In [5]:
import numpy as np
import time

### In this exercise we expect you to demonstrate your ability to / knowledge of:
- optimization
- error debugging
- Performance improvement
- OOPS
- Git Actions

### Improve the efficiency of following code

In [6]:
starttime1=time.time()
total = 0
for i in np.arange(100000):
    total = i + total
endtime1=time.time()
f_time=endtime1-starttime1
print(total)
print(f'for loop method took {f_time}')

704982704
for loop method took 0.015994548797607422


  total = i + total


Optimized Code

In [7]:
#Np.sum can handle in optimized manner

starttime1=time.time()

total_v2 = 0
n = 100000
total_v2 = np.sum(np.arange(n))
endtime1=time.time()

f_time=endtime1-starttime1
print(f'for loop method took {f_time}')
print(total_v2)

for loop method took 0.0
704982704


### idenitify code issue

In [8]:
import pandas as pd
import io
import requests
url="https://raw.githubusercontent.com/cs109/2014_data/master/countries.csv"
s=requests.get(url).content
c=pd.read_csv(io.StringIO(s.decode('utf-8')))

In [9]:
#whats woring with following code->goal is to create new column and set the value for 'Paraguay' to 10
c[c.Country=='Paraguay']['new_col']=10


A value is trying to be set on a copy of a slice from a DataFrame.
Try using .loc[row_indexer,col_indexer] = value instead

See the caveats in the documentation: https://pandas.pydata.org/pandas-docs/stable/user_guide/indexing.html#returning-a-view-versus-a-copy
  c[c.Country=='Paraguay']['new_col']=10


Solution Below

In [10]:
#Code handles above error i.e create col: new_col which has value: 10 for 'Country' column having value: Paraguay, rest of rows of new_col would have nulls
c.loc[c['Country'] == 'Paraguay', 'new_col'] = 10

In [11]:
c[c.Country=='Paraguay'].head()

Unnamed: 0,Country,Region,new_col
189,Paraguay,SOUTH AMERICA,10.0


In [12]:
c.head()

Unnamed: 0,Country,Region,new_col
0,Algeria,AFRICA,
1,Angola,AFRICA,
2,Benin,AFRICA,
3,Botswana,AFRICA,
4,Burkina,AFRICA,


### Parllel processing

Normalize each row of 2d array (list) to vary between 0 and 1

make sure code can execute on multiple cpu's

input:[[2, 3, 4, 5], [6, 9, 10, 12], [11, 12, 13, 14], [21, 24, 25, 26]]

Output:[[0.0, 0.3333333333333333, 0.6666666666666666, 1.0], [0.0, 0.5, 0.6666666666666666, 1.0], [0.0, 0.3333333333333333, 0.6666666666666666, 1.0], [0.0, 0.6, 0.8, 1.0]]

Solution

In [13]:
import numpy as np

# Sample 2D array of lists
data = np.array([[2, 3, 4, 5], [6, 9, 10, 12], [11, 12, 13, 14], [21, 24, 25, 26]])

# Min-Max scaling to normalize the data between 0 and 1
min_vals = np.min(data, axis=1, keepdims=True)
max_vals = np.max(data, axis=1, keepdims=True)

normalized_data = (data - min_vals) / (max_vals - min_vals)

print(normalized_data.tolist())

[[0.0, 0.3333333333333333, 0.6666666666666666, 1.0], [0.0, 0.5, 0.6666666666666666, 1.0], [0.0, 0.3333333333333333, 0.6666666666666666, 1.0], [0.0, 0.6, 0.8, 1.0]]


With Multiple CPUs

In [20]:
data = [[2, 3, 4, 5], [6, 9, 10, 12], [11, 12, 13, 14], [21, 24, 25, 26]]

import numpy as np
import multiprocessing as mp

def normalize_row(row):
    min_val = min(row, axis=1, keepdims=True)
    max_val = max(row, axis=1, keepdims=True)
    return [(val - min_val) / (max_val - min_val) for val in row]

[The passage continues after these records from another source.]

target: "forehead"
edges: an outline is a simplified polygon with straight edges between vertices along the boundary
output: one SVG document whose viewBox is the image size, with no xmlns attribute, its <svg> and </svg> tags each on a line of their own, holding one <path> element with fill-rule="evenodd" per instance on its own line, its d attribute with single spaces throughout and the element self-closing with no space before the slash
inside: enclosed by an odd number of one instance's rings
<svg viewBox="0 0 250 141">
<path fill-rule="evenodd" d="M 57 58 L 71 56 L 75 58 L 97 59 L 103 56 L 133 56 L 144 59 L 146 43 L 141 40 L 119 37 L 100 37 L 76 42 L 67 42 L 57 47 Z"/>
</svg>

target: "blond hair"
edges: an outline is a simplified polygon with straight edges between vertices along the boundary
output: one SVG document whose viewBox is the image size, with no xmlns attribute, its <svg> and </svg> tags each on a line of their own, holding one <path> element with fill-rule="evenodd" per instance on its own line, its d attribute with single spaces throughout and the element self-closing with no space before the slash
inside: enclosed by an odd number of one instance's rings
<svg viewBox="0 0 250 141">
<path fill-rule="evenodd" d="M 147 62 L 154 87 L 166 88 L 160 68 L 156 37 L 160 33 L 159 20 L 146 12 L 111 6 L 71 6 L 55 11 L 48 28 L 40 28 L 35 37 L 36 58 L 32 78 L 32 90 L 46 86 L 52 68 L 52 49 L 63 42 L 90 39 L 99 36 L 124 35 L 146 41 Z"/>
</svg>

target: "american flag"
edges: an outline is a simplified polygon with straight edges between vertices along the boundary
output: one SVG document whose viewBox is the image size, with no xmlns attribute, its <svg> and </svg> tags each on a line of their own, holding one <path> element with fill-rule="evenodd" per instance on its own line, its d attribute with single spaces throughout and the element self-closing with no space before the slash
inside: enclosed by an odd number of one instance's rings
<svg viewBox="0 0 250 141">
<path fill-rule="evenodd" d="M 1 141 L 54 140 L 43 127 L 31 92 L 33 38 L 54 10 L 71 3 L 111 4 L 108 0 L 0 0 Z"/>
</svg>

# Normalize each row of the 2D array between 0 and 1 using multiple CPUs
def normalize_2d_array(data):
    num_processes = mp.cpu_count()
    pool = mp.Pool(processes=num_processes)
    normalized_data = pool.map(normalize_row, data)
    pool.close()
    pool.join()
    return normalized_data

In [21]:
output_data = normalize_2d_array(data)

print(output_data)

### OOPS-github actions

Following is the table structure

CREATE TABLE author(
    A_ID int NOT NULL,
    Name varchar(100),
    PRIMARY KEY(A_ID )
)

CREATE TABLE books(
   B_ID int NOT NULL PRIMARY KEY,
   Name varchar(100),
   Price int NOT NULL,
   A_ID int FOREIGN KEY REFERENCES author(A_ID)
); 


- Program should read ddl statements and parse column names, data types and length of the columns and constraints

- Program should generate required number of rows for parent and child tables  (can be taken as a parameter)

- Generated data of both tables should follow the normalization rules and also foreign key constraints and data types

- write approriate test cases wtih python test framework(unit test or pytest)

- code should be committed to Git only when all the testcases are passd (use git actions) , this step acts as a ci/cd step.

- Code should be using oops concets and pep 8 standards with proper documentation

- result data should be saved in parquet format.

Solution below:

I have attached following three files along with this jupyter notebook as part of email, Please find below files with description for each of them.

1) Below Cells contains Class which takes care of Creating db, Creating table, Inserting data, fetching data using pandas, writing to Parquet format.
2) Class file for above point 1 logic. (has same code)
3) test_file_forclass.py - code for pytest test cases.
3) pythonapp.yml - yaml file for github actions to check if the code is good for commit. (tested on github)


In [14]:
import sqlite3
import pandas as pd
import pyarrow as pa
import pyarrow.parquet as pq

class SQLiteParquetManager:
    def __init__(self, db_file):
        self.db_file = db_file

    def create_table(self, table_name, columns):
        conn = sqlite3.connect(self.db_file)
        cursor = conn.cursor()

        # Create the table using the provided columns
        create_table_query = f"CREATE TABLE IF NOT EXISTS {table_name} ({', '.join(columns)})"
        cursor.execute(create_table_query)

        conn.commit()
        conn.close()

    def insert_data(self, table_name, data):
        conn = sqlite3.connect(self.db_file)
        cursor = conn.cursor()

        # Insert data into the table
        insert_query = f"INSERT INTO {table_name} VALUES ({', '.join(['?'] * len(data))})"
        cursor.execute(insert_query, data)

        conn.commit()
        conn.close()

    def retrieve_data_save_parquet(self, table_name,output_file):
        conn = sqlite3.connect(self.db_file)
        cursor = conn.cursor()

        # Retrieve all data from the table
        cursor.execute(f"SELECT * FROM {table_name}")
        data = cursor.fetchall()

        
        
        # Assuming the data contains column names (replace with actual column names if needed)
        column_names = [description[0] for description in cursor.description]
        df = pd.DataFrame(data, columns=column_names)
        print(df.head(10))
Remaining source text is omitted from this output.